Старого Грабелла вздернем на сук!
Адам Светер − наш человек,
Нам он верен будет навек,
И жирный кусок не уйдет из рук!
Зрелище могло бы показаться смешным − седовласые, с седыми бородами люди идут или маршируют на месте, распевая эту наивную чепуху, если бы оно не было столь отвратительно.
Разнообразия ради они пели и другое, например:
А Грабелла вздернуть пора
На самый поганый сук!
Граждане Уиндли, теснее в круг!
Светер по праву одержит верх.
Когда они проходили мимо большой церкви на Кволити-стрит, стали бить часы. Часы эти били по четыре перезвона на каждые четверть часа. Сейчас было десять, и они пробили шестнадцать музыкальных тактов:
Дин-дон! Дин-дон!
Дин-дон! Дин-дон!
Дин-дон! Дин-дон!
Дин-дон! Дин-дон!
Пока часы били, люди в унисон скандировали: «А-дам Све-тер». Точно так же тори, должно быть, скандировали:
Гра-белл Округ-ленд!
Гра-белл Округ-ленд!
Гра-белл Округ-ленд!
Гра-белл Округ-ленд!
Вскоре город был затоплен лживыми брошюрками и оклеен огромными плакатами:
Голосуйте за Адама Светера!
Друзья рабочие!
Голосуйте за Светера и закон о трезвости!
Голосуйте за Светера − за свободную торговлю и дешевую еду!
или:
Голосуйте за д’Округленда − за тарифную реформу и Обилие работы!
Лозунг «Обилие работы» обладал огромной привлекательной силой для рабочих-тори. Казалось, они относятся к себе и своим детям как к некоему виду вьючных животных или машин, призванных работать для выгоды других. Они и не мечтали жить и пользоваться всеми благами цивилизации. Все их требования сводились к одному: Обилие работы.
Они маршировали по улицам, распевая свой гимн − «Парни, живо за работу» на мотив «Марш, марш, марш, ребята маршируют», а в перерывах трижды провозглашали: «Да здравствует сэр Грабелл, тарифная реформа и Обилие работы!»

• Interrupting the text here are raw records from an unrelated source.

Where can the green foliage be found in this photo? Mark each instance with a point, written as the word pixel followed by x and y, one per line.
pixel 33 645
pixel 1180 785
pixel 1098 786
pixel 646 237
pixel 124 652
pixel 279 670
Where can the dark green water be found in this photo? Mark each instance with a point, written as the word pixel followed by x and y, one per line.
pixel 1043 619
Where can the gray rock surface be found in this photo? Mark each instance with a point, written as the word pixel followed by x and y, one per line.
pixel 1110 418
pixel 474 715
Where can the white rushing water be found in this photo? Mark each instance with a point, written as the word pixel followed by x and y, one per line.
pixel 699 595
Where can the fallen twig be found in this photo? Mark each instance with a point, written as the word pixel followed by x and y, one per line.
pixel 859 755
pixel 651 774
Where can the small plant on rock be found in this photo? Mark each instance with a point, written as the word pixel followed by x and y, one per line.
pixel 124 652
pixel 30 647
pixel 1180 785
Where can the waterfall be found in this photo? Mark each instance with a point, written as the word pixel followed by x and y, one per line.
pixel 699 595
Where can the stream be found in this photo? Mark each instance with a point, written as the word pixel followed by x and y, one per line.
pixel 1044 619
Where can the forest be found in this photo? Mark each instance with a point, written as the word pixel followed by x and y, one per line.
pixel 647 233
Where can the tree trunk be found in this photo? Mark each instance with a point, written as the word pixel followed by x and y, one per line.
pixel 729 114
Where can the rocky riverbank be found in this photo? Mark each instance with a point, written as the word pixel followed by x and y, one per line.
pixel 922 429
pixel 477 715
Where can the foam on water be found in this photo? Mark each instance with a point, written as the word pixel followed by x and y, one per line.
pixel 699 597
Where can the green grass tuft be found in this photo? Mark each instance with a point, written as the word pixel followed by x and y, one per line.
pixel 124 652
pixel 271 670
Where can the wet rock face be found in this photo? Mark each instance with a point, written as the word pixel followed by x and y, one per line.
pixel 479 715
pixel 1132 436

Обе партии привозили наемных ораторов, которые разглагольствовали каждый вечер на каждой площади и на каждом углу центральных улиц с переносных трибун, с телег и фургонов. Тори утверждали, что либеральная партия в палате общин представлена одними негодяями и дураками, а либералы заявляли, что члены парламента-тори − дураки и мерзавцы. Множество богато одетых агитаторов в экипажах и автомобилях обрушились на Уиндли и выпрашивали голоса у живущих там бедняков рабочих.
Однажды вечером либералы устроили демонстрацию в Уиндли на Перекрестке. Собралась огромная толпа скверно одетых полуголодных людей. Ночь была холодная. Светила полная луна, кроме того, площадка освещалась неровным светом нескольких факелов, водруженных на двадцатифутовые шесты. Трибуной служила большая телега. Выступало несколько ораторов, в том числе сам Светер и настоящий живой член палаты пэров, лорд Амменегг, либерал. Эта личность нажилась на бакалейной торговле и была удостоена звания пэра предыдущим правительством либералов за заслуги перед партией и по некоторым другим причинам.
И Светер, и Амменегг должны были в этот вечер выступать и на других митингах − их не ждали в Уиндли раньше половины девятого, поэтому, чтобы колесо крутилось не останавливаясь, с речами выступило несколько джентльменов, включая Дидлума, Раштона − он председательствовал − и еще одного оратора, из числа тех, кому платят за эту работу пять фунтов в неделю. В толпу затесалось человек двадцать бандитского вида мужчин, не из жителей города. У них в петлицах были огромные зеленые банты, и они особенно громко аплодировали ораторам. Кроме того, они раздавали в толпе брошюры, агитирующие за Светера, и листовки с расписанием собраний на время избирательной кампании. Это были хулиганы, нанятые агентом Светера. Они прибыли сюда из Лондона, из района трущоб и преступности, им платили по десять шиллингов в день. В их обязанности входило, помимо всего прочего, подстрекать толпу избивать каждого, кто вмешается в ход собрания или попытается задавать ораторам нежелательные вопросы.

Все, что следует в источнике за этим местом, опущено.